Esper writes, according to Axios, that it “was surreal, sitting in front of the Resolute desk, inside the Oval Office, with this idea weighing heavily in the air, and the president red faced and complaining loudly about the protests under way in Washington, D.C.

“The good news — this wasn’t a difficult decision,” Esper adds. “The bad news — I had to figure out a way to walk Trump back without creating the mess I was trying to avoid.”

Trump called Pence, senior advisers ‘losers’ 

Trump grew irate during a 2020 White House meeting when Joint Chiefs Chairman Gen. Mark Milley told him he didn’t have the authority to deploy active duty or National Guard forces to quell protests around the country in the wake of George Floyd’s death, Esper writes. 

The president took out his frustration on Milley, Esper and Attorney General Bill Barr, telling them, “You are losers! You are all f****** losers!” Esper writes, according to The Guardian and Newsweek.

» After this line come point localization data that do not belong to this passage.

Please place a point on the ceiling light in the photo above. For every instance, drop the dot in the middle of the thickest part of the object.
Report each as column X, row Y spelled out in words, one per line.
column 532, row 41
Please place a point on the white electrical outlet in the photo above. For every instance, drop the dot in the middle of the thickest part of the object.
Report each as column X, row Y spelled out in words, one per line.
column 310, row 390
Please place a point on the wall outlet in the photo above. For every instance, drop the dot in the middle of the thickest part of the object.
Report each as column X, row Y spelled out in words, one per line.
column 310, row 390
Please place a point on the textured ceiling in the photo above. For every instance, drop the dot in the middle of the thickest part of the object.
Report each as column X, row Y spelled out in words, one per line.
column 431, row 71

"This wasn't the first time I had heard him use this language, but not with this much anger, and never directed at people in a room with him, let alone toward Barr, Milley and me," Esper writes.

Trump also chastised Vice President Mike Pence, who was in the room.

“He repeated the foul insults again, this time directing his venom at the vice-president as well, who sat quietly, stone-faced, in the chair at the far end of the semi-circle closest to the Rose Garden,” Esper writes. “I never saw him yell at the vice-president before, so this really caught my attention.

"Trump shouted, 'None of you have any backbone to stand up to the violence,' and suggested we were fine with people 'burning down our cities,’" according to Esper.

Stephen Miller wanted to parade around head of ISIS leader

Esper also writes about some ideas he said were suggested by Stephen Miller, a senior adviser to Trump. 

After members of the national security team met in the Situation Room to watch the U.S. raid that killed Islamic State leader Abu Bakr al-Baghdadi in October 2019, Miller, Esper writes, proposed securing al-Baghdadi’s head, dipping it in pig’s blood and parading it around as a warning to other terrorists, according to The New York Times. 

Esper writes that he told Miller that would be a “war crime.”

Miller denied Esper’s account to The Times and called the former defense secretary “a moron.”

Miller called for 250K troops at border

Esper also writes that Miller proposed sending 250,000 troops to the Southwest border to handle “caravans” of migrants trying to come to the U.S. 

 “The U.S. armed forces don’t have 250,000 troops to send to the border for such nonsense,” Esper told Miller, according to The Times’ reporting about the tell-all.

Esper discussed the exchange in an interview with “60 Minutes” set to air Sunday, an excerpt of which was posted on social media Thursday.

“I think he’s joking,” Esper recounts. “And then I turn around, and I look at him in these deadpan eyes. It’s clear that he is not joking. And so I say something like, ‘Well, look, DHS can handle whatever caravans are coming up. They’ve done so in the past.’ He said — he repeats — ‘No, we need a quarter-million troops.”

Esper told “60 Minutes,” after the meeting, he asked Milley to make sure no efforts were underway to move forward with the massive deployment, and Milley returned with a document showing an initial plan, which included Pentagon officials, had been drafted.

Officer explored 25th Amendment

The former defense secretary also writes that Trump behaved so erratically at a May 9, 2020, meeting about China with the Joint Chiefs of Staff that it prompted one officer, whom Esper did not name, to research the 25th Amendment. 

The amendment allows for the vice president and Cabinet to remove the president if they believe he is unable to perform his duties. 

Esper himself writes that he never believed Trump’s conduct warranted use of the 25th Amendment. He, however, told The Times that Trump “is an unprincipled person who, given his self-interest, should not be in the position of public service.”

Trump’s office did not respond to a request Friday for comment on the claims in Esper’s book.

The book’s publisher, William Morrow, did not respond to an email from Spectrum News on Friday seeking confirmation that all the stories appear in the memoir.